5. En troisième lieu, si M. C soutient qu’au regard de l’article R. 733-1 du code de l’entrée et du séjour des étrangers et du droit d’asile, qui impose à l’autorité administrative de déterminer le périmètre dans lequel l’intéressé est autorisé à circuler et au sein duquel est fixée sa résidence, le préfet de la Seine-Saint-Denis a commis une erreur de droit combinée à une erreur de fait et qu’il aurait entaché sa décision d’un défaut d’examen de sa situation en l’assignant à résidence « à son ancienne adresse », ces allégations ne sont pas assorties des précisions suffisantes permettant d’en apprécier le bien-fondé, alors que le requérant n’établit pas que son lieu de résidence se situait en dehors du département de la Seine-Saint-Denis.

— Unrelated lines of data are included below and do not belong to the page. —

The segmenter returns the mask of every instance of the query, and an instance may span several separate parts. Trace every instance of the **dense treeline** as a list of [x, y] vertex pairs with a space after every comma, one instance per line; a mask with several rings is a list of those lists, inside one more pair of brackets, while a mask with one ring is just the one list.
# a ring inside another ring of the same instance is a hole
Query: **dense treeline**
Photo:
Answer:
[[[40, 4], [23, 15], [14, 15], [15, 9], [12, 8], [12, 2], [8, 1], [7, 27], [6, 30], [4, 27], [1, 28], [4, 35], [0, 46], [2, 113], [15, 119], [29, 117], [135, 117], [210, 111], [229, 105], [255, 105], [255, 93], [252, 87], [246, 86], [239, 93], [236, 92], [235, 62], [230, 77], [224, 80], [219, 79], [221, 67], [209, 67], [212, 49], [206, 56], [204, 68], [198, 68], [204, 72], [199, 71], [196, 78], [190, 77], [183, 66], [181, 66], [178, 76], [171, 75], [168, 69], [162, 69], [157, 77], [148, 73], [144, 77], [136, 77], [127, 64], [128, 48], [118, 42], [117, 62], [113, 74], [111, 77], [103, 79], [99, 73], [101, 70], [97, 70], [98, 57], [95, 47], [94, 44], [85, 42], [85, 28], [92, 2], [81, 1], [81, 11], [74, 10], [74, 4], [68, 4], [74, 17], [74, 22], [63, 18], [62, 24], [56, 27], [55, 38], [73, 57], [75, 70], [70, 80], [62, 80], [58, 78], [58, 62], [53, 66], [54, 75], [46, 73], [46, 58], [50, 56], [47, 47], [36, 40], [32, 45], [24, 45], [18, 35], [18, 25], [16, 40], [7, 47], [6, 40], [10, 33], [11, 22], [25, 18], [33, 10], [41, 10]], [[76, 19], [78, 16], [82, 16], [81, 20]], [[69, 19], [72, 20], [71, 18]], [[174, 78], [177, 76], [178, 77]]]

6. En quatrième et dernier lieu, la circonstance que la décision en litige porte atteinte à la liberté d’aller et venir ne suffit pas à établir qu’elle est entachée d’illégalité. En outre, le requérant n’établit pas que cette décision entraînerait une méconnaissance des droits de la défense. Si M. C allègue que cette décision lui impose de se présenter au commissariat d’Antony, alors qu’il ne réside pas dans cette commune, l’arrêté attaqué prévoit qu’il doit se présenter au commissariat d’Epinay-sur-Seine. Par suite, le moyen tiré de l’atteinte à des libertés fondamentales doit être écarté.

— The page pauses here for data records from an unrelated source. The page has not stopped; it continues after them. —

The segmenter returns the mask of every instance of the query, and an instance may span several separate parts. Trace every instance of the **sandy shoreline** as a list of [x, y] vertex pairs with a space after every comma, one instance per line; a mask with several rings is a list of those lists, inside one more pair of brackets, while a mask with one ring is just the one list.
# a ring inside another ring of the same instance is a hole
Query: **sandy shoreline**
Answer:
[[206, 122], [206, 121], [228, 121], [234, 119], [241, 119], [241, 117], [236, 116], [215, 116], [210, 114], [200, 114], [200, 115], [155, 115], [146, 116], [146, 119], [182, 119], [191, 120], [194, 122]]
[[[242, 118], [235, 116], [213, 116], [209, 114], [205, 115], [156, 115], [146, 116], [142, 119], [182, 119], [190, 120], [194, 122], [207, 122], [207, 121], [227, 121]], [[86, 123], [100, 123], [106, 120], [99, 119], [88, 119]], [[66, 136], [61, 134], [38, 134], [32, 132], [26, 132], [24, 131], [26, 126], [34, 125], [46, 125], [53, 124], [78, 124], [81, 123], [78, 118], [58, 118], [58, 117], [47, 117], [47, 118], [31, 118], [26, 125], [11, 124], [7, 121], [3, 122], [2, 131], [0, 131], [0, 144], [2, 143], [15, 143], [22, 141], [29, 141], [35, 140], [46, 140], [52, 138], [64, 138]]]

7. Il résulte de tout ce qui précède que la requête de M. C doit être rejetée, y compris ses conclusions fondées sur les dispositions l’article L. 761-1 du code de justice administrative.
D E C I D E :
Article 1er : La requête de M. C est rejetée.
Article 2 : Le présent jugement sera notifié à M. A C et au préfet de la Seine-Saint-Denis.
Rendu public par mise à disposition au greffe le 13 mars 2025.
La magistrate désignée,
M. Nguër
La greffière,
T. Egata
La République mande et ordonne au préfet de la Seine-Saint-Denis, ou à tout préfet territorialement compétent, en ce qui le concerne ou à tous commissaires de justice à ce requis en ce qui concerne les voies de droit commun contre les parties privées, de pourvoir à l’exécution de la présente décision.